Giving users something concrete and visual to respond to can make a big difference in the quality of responses that you get. In deciding what stimulus to use its useful to disconnect this from what the final product or service needs to be. We sometimes refer to prototypes that are just used for research as being ‘sacrificial prototypes’ created for the sole purpose of being used to stimulate research.

Prototypes can take many forms. Here are some examples of prototypes we’ve used in research:

  • Rich picture maps - showing how processes and services fit together and allowing participants to scribble and draw idealised journeys and flows.
  • Click-through prototypes - helping participants have a basic interaction with key functions. It helps to let users handle technology and try and use it to complete tasks.

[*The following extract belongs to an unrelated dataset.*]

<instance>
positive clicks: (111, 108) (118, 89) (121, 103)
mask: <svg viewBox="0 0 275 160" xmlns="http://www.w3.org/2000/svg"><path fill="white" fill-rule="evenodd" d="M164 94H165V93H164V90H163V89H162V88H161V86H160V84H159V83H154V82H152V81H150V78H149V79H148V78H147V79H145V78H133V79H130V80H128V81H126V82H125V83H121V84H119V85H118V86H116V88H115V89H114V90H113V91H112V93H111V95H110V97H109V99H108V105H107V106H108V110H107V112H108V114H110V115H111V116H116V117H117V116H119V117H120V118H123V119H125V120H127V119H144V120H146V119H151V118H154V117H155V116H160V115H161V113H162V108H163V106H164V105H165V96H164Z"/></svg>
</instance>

Principles for recording data

Field notes:

  • Taking field notes by hand rather than digitally is important during face-to-face interviews in order to build rapport. These then need to be digitalised for analysis.
  • To facilitate note taking in the field, a template is useful. This should be organised according to the interview structure for easy note taking and also provide space to record timestamps that correspond with a recording of the interview. The timestamps allow listening and clarifying the notes later on.
  • For remote interviews digital notes are time-efficient.

Interview transcripts:

  • Full interview transcripts can be valuable for explorative projects but are very resource intensive.
  • If the researcher transcribes themselves it can be a useful exercise to go through the research activity again and familiarise themselves with the data before analysis.